O que ouvi no noticiário a meio da tarde fez-me, de imediato, abandonar o carro numa colina isolada a norte de Alverca. De seguida, contornei a colina, segui a pé pela parte debaixo da auto-estrada a rebentar de trânsito e, depois, sem qualquer norte, sem direcção ou rumo, corri entre estradas velhas, atalhos, barracas, prédios de quinze andares no meio da lama; acampamentos de ciganos, quiosques, armazéns clandestinos, gráficas; oficinas de recauchutagem de pneus, casas saloias, tascas cheias de ferroviários, viadutos e alguns passeios esventrados. Na feira do relógio, comprei um casaco e novos óculos escuros. Deambulei pela Avenida do Brasil, pelos lagos do Campo Grande e só me vinha à mente os olhos de Sara, os gestos de Leonor; Luísa a saltar as grandes ondas de Porto Covo. Advinham-me imagens coloridas das ruas de Banguecoque, da tromba de água do Índico, das casas brancas de Djibouti; via diante de mim as meninas de Porto Brandão, os aplausos sem fim do ‘Tostões e Biliões’, a minha desconhecida filha, ou os olhos ávidos da Dona Olga; revia o Porfírio gigante e cheio de tatuagens, o Maremagnum catalão, o mordomo; enfim, tudo aquilo era eu, perdido de sentidos, na Estrela ou no Jardim do Paço do Lumiar a contemplar um céu avermelhado e sem qualquer explicação. Senti-me tonto, fraco, frágil e sem forças. Sentei-me num dos bancos de jardim do Campo Grande e pensei - Já chega! Já chega. Chega de fugas, de fingimentos, de duplos. Chega de desventuras. Serei assim tão anormal? Não será possível contar toda esta minha história a alguém e ser ouvido? Poderei alguma vez vir a ser perdoado? Mas perdoado pelo quê?

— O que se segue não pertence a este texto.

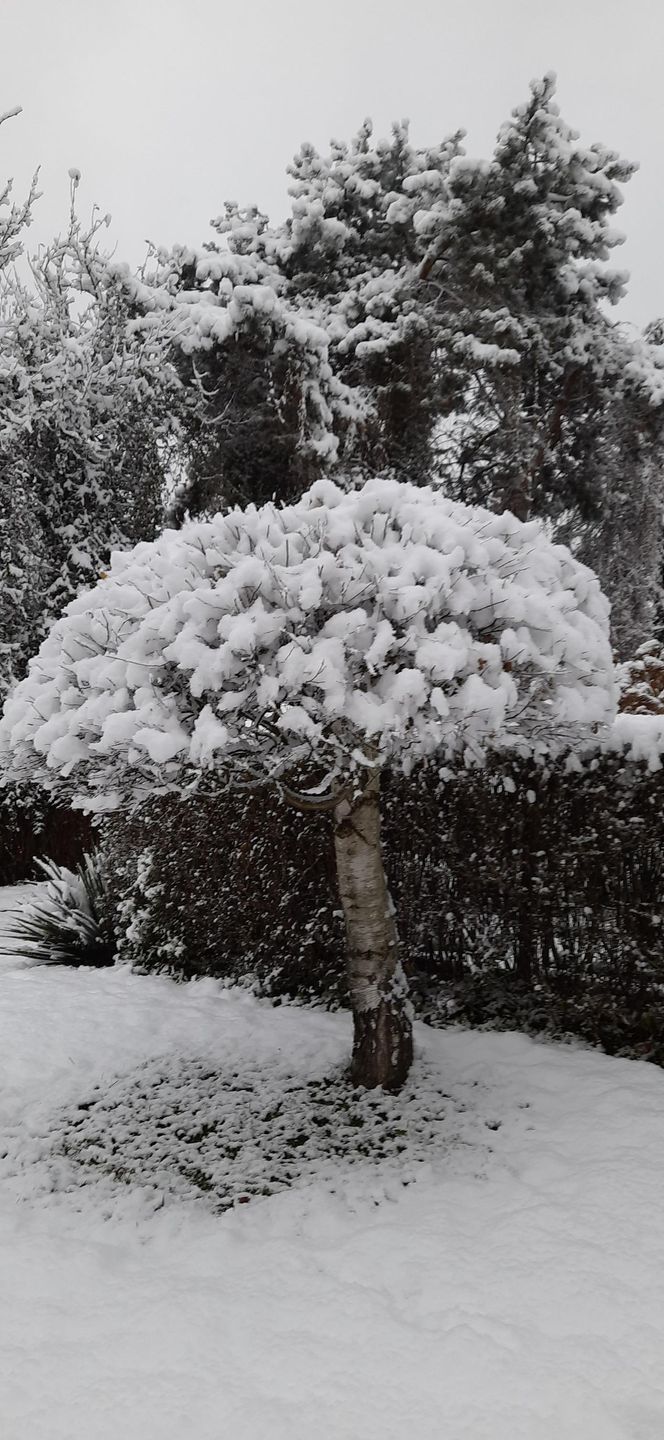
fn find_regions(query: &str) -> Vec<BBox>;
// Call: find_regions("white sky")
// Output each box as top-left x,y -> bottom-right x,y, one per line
0,0 -> 661,325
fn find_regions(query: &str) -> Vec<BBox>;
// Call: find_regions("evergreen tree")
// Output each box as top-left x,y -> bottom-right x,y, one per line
128,119 -> 466,517
276,118 -> 464,479
126,78 -> 664,659
417,76 -> 647,513
0,477 -> 615,1087
126,234 -> 353,519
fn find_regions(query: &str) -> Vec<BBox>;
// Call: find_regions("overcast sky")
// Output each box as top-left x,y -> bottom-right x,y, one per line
0,0 -> 661,325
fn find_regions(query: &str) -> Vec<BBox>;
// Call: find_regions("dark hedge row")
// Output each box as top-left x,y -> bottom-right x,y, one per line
100,756 -> 664,1061
102,789 -> 347,1001
0,791 -> 94,887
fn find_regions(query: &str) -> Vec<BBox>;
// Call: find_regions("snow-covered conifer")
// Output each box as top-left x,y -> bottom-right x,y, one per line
123,237 -> 353,520
419,76 -> 651,513
0,476 -> 616,1086
126,118 -> 466,518
125,82 -> 664,659
277,119 -> 464,479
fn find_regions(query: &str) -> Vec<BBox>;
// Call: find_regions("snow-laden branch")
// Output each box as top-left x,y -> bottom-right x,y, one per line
0,475 -> 617,813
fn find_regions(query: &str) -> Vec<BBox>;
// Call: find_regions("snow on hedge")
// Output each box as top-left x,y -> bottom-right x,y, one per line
594,712 -> 664,771
0,476 -> 616,812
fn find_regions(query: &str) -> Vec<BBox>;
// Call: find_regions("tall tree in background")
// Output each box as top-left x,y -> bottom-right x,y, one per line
415,74 -> 664,652
0,81 -> 659,687
420,76 -> 637,511
274,118 -> 464,480
125,232 -> 354,521
128,119 -> 465,517
413,74 -> 664,653
0,179 -> 180,694
128,77 -> 664,654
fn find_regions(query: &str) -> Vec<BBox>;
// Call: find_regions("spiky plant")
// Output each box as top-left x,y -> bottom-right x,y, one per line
0,852 -> 116,967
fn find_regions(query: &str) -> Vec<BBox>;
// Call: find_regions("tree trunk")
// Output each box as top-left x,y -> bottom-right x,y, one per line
333,772 -> 413,1090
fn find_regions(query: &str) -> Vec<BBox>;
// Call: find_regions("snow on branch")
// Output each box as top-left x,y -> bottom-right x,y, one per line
0,476 -> 616,812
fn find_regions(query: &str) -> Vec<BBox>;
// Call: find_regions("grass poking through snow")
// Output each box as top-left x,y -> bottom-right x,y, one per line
2,1054 -> 475,1214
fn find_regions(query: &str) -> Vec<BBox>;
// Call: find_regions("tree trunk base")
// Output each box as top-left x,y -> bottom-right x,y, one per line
351,995 -> 414,1091
333,770 -> 414,1091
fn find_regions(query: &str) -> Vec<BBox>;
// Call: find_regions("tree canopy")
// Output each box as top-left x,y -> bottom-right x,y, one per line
0,474 -> 615,805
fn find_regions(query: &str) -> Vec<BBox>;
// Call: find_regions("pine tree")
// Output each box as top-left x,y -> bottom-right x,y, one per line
126,234 -> 351,519
415,75 -> 649,520
125,79 -> 664,661
276,118 -> 464,479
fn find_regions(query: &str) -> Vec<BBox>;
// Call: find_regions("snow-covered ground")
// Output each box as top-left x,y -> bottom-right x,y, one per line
1,891 -> 664,1439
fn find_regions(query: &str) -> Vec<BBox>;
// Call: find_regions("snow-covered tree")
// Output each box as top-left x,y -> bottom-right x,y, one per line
0,108 -> 41,693
0,193 -> 180,694
122,79 -> 664,659
572,390 -> 664,657
0,106 -> 38,267
121,235 -> 354,521
417,77 -> 656,514
0,476 -> 616,1086
275,118 -> 464,481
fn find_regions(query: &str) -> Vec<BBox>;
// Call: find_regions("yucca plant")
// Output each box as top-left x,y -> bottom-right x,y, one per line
0,852 -> 116,967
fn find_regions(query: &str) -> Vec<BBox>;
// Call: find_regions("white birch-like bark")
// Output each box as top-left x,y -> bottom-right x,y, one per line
333,770 -> 413,1089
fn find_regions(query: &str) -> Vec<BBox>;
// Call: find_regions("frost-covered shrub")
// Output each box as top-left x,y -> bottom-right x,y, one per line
1,852 -> 115,967
98,733 -> 664,1069
103,751 -> 664,1042
429,971 -> 664,1066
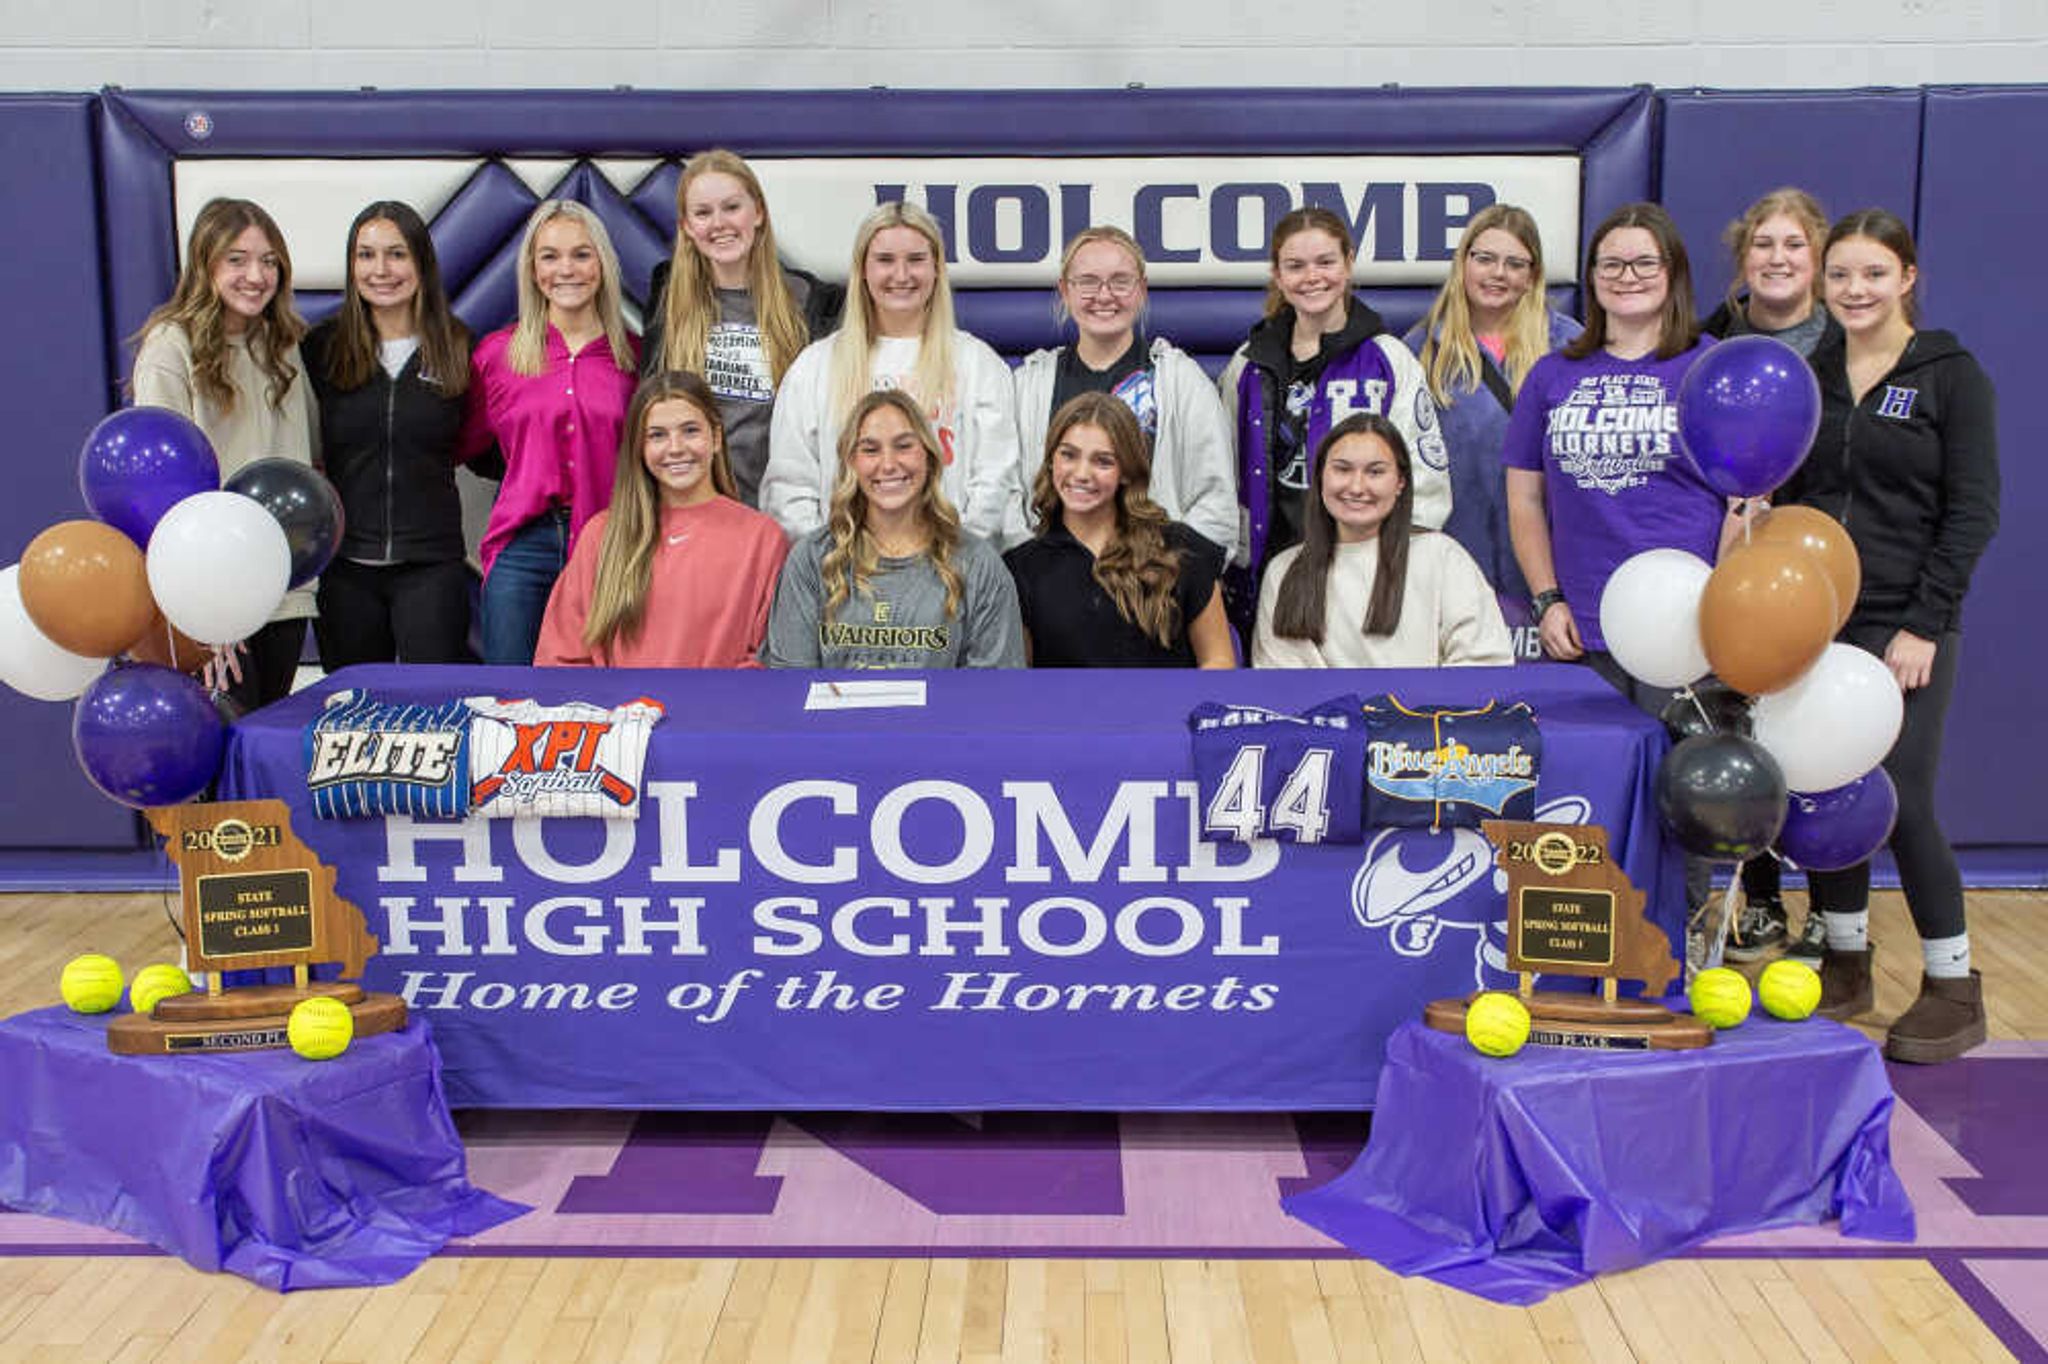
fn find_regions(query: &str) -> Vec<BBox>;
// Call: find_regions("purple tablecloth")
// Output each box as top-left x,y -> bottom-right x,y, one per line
1284,1018 -> 1915,1304
0,1006 -> 525,1290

A todo o momento, a polícia pode cercar-me, levar-me, ou interrogar-me. Antes isso. Estou aqui no Campo Grande, a sós, livre de querer e de ser, mas, seja como for, à vossa disposição, de todos. Pensei. E pela cabeça passava-me tudo, tudo: era o funeral da Estrela, os cartazes ostentando o meu rosto de Adão hilariante, o antigo fadista dos seguros, a Arlete a dançar à noite nos jardins de Belém; as belas putas do Pireu, o aeroporto de Dubai, as águas-furtadas de Barcelona e Sara e eu num sonho de Verão, em Cascais. Foi então que, sem medo de nada, de rigorosamente nada, me meti no metro. Fosse o que fosse. Circulei, estação após estação, até ao Marquês de Pombal e daí até à Baixa-Chiado. Talvez a secreta notoriedade do nome do Chiado, boémio de gema, homem de perdição, me tivesse atraído. Mas a quê?